11 U.S.C.A. § 522(g)(1) (West 1979).

[2] Plaintiffs filed their motion for summary judgment on January 26, 1988; defendant filed his motion for summary judgment on February 4, 1988. Plaintiffs previously filed a "Motion For Partial Summary Judgment" on December 14, 1987, asserting their entitlement to summary judgment to an "ordinary course of business" defense raised by defendant pursuant to 11 U.S.C.A. § 547(c)(2) (West Supp.1987). Plaintiffs' "Motion For Partial Summary Judgment" was granted on the § 547(c)(2) issue on January 21, 1988.
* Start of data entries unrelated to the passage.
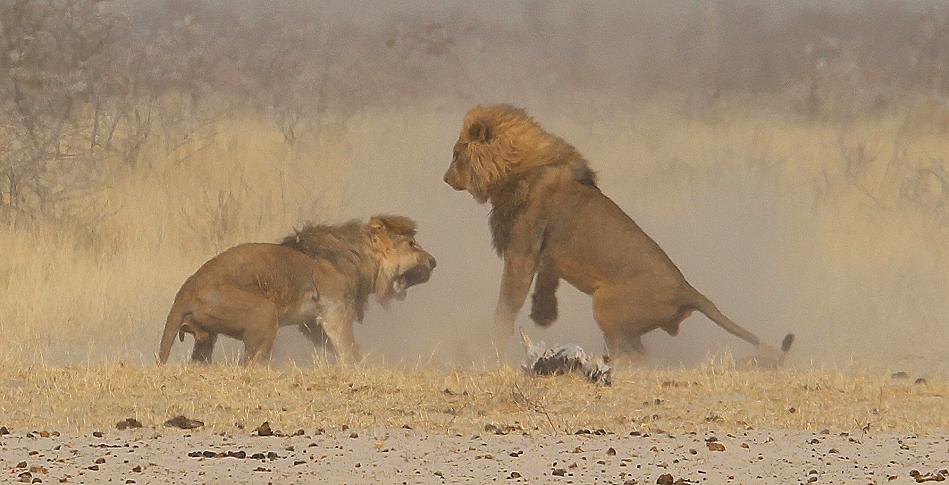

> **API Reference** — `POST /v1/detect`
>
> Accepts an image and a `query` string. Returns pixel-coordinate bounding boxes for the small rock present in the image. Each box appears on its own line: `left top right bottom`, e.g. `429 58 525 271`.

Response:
656 473 675 485
165 416 204 429
706 441 725 451
254 421 273 436
115 418 142 431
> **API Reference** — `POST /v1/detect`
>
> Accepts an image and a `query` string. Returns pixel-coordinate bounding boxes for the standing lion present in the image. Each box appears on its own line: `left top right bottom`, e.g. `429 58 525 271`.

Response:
445 105 793 365
158 215 435 363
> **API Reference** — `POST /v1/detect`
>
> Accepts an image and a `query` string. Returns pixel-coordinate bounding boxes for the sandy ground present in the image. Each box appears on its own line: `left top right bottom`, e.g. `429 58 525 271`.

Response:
0 429 949 484
0 363 949 484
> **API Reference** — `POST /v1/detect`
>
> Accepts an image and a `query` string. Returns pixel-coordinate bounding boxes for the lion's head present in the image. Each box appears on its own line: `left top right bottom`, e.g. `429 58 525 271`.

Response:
444 104 596 203
281 215 435 303
369 215 436 302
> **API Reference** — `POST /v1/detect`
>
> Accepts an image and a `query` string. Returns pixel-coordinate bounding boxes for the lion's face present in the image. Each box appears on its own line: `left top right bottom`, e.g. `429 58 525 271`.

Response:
369 216 436 301
444 110 508 203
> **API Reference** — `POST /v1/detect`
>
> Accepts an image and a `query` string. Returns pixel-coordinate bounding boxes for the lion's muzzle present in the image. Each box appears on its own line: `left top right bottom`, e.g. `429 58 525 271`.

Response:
442 168 465 190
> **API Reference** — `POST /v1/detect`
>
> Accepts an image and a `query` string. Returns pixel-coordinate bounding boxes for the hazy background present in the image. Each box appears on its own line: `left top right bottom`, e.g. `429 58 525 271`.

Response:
0 0 949 373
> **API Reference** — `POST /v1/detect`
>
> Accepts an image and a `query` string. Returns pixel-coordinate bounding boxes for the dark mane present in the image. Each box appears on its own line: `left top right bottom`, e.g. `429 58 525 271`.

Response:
280 220 368 266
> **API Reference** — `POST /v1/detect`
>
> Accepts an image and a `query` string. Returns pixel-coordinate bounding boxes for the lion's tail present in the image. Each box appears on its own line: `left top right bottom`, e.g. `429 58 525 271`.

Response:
692 288 794 352
158 298 185 365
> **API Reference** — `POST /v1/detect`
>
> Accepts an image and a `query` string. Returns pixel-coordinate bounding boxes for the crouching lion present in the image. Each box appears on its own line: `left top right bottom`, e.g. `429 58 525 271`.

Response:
444 105 793 362
158 215 435 363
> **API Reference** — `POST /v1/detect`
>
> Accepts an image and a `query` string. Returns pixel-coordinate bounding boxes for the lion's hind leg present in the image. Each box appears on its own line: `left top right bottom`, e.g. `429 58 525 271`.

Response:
530 264 560 327
192 285 279 363
241 299 280 365
191 329 217 364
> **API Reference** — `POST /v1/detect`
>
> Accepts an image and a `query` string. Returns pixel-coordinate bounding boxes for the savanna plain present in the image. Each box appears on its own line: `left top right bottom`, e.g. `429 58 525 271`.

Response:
0 1 949 484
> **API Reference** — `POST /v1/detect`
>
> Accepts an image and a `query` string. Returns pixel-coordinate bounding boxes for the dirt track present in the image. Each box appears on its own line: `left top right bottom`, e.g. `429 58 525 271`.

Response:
0 428 949 484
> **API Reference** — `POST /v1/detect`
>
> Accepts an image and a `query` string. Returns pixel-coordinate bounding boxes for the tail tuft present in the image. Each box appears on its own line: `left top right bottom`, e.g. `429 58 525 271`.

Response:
781 333 794 352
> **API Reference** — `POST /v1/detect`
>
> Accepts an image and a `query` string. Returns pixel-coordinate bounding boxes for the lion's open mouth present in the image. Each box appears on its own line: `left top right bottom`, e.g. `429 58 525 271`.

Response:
392 265 432 300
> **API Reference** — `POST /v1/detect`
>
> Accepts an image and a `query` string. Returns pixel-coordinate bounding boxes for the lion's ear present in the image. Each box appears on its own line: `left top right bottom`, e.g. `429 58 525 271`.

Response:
369 216 388 236
468 120 491 143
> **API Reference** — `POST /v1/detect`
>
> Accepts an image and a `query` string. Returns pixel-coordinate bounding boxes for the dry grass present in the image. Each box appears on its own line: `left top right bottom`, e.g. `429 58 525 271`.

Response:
0 106 949 433
0 362 949 434
0 105 949 364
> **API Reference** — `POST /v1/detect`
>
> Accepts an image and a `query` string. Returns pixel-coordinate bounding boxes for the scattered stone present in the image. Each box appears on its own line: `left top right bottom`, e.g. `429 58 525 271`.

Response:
705 441 725 451
115 418 142 430
254 421 273 436
165 416 204 429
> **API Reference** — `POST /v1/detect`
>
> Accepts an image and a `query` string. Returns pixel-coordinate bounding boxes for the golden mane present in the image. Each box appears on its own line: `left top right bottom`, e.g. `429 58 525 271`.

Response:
458 104 596 202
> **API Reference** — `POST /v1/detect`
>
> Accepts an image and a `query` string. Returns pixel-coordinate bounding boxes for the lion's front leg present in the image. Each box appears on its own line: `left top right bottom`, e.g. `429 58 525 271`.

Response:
494 251 537 339
322 303 360 363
[3] The garnishment card identifies the plaintiff in the state court proceeding as "SIBC," an acronym for Southern Industrial Banking Corporation. The record in the case sub judice does not clearly reflect whether the state court action was commenced by the defendant or Southern Industrial Banking Corporation, his predecessor in interest. As defendant is the ultimate beneficiary of the judgment, resolution of this issue is not material and defendant will be deemed the plaintiff in the state court proceeding.

[4] The date and amount of the judgment do not appear in the record, but were stipulated by the parties during oral argument.
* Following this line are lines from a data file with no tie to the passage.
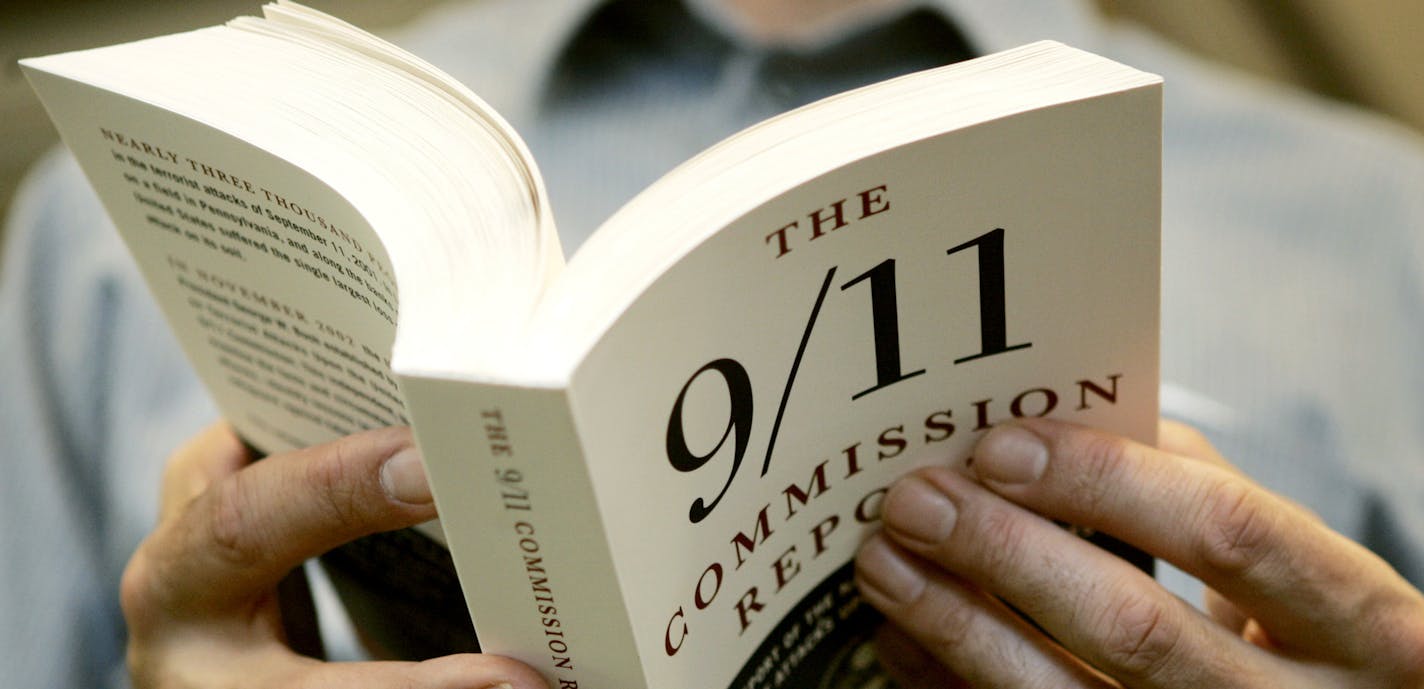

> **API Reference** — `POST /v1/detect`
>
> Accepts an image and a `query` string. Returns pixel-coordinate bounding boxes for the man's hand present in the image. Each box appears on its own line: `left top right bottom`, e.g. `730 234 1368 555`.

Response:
856 420 1424 689
121 424 545 689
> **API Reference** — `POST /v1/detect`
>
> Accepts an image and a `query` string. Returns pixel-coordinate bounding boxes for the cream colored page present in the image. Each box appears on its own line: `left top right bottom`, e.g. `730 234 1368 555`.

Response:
571 87 1161 689
402 376 646 689
30 70 406 453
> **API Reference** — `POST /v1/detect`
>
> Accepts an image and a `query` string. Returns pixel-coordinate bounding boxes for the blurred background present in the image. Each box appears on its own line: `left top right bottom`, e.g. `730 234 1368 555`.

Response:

[5] The ninety-day preference period commenced January 2, 1987.

[6] Mrs. Holdway was employed by Lear Seigler from December 1, 1986, through March 7, 1987, at an hourly rate of $9.82. She was paid each Friday for wages earned during the week ending the previous Sunday. The $48.55 and $62.56 paid by Lear Seigler Corporation on January 2 and 9, 1987, respectively, although received by defendant within the ninety-day preference period, undisputedly represent wages earned by Mary Frances Holdway more than ninety days prior to the filing of her bankruptcy petition.

[7] Under Tennessee law, a garnishment constitutes a lien on all earnings due at the time of the service of the execution. The lien continues as to subsequent earnings for 3 calendar months after service of the execution. Tenn.Code Ann. § 26-2-214 (1980). See pp. 513-14, infra.

[8] This fact is not evident from the record; however, the court, from a review of the statement of affairs and schedules filed by the debtors in their bankruptcy case, takes judicial notice that the debts of these joint debtors are "primarily consumer debts." Fed.R.Evid. 201.

[9] See n. 1, supra.

[10] This ninety-day period is extended to one year for transfers to "insiders." 11 U.S.C.A. § 547(b)(4)(B) (West Supp.1987).

[11] The Circuit Courts of Appeals for the 11th and 7th Circuits, construing Georgia and Indiana law, respectively, have held that when a summons or order of garnishment is served outside the ninety-day preference period, a lien attaches to the debtor's wages, present and future, from the date of service of the garnishment summons or order, and thus wages earned and garnished within the ninety-day period are not recoverable as preferences. Askin Marine Co. v. Conner (In re Conner), 733 F.2d 1560 (11th Cir.1984) and In re Coppie, 728 F.2d 951 (7th Cir.1984), cert. denied, sub nom. Gouveia v. Hammond Clinic, 469 U.S. 1105, 105 S. Ct. 777, 83 L. Ed. 2d 772 (1985). See also Riddervold v. Saratoga Hosp. (In re Riddervold), 647 F.2d 342 (2nd Cir.1981) (execution of a garnishment created a "continuing levy" that terminated all property interests that a debtor would obtain in his future wages).

[12] Subsection (5) of Tenn.Code Ann. § 26-2-214 (1980) provides: "A lien obtained hereunder shall have priority over any subsequent liens obtained hereunder. Subsequent execution shall be effective for the successive calendar month periods in the order in which they are served."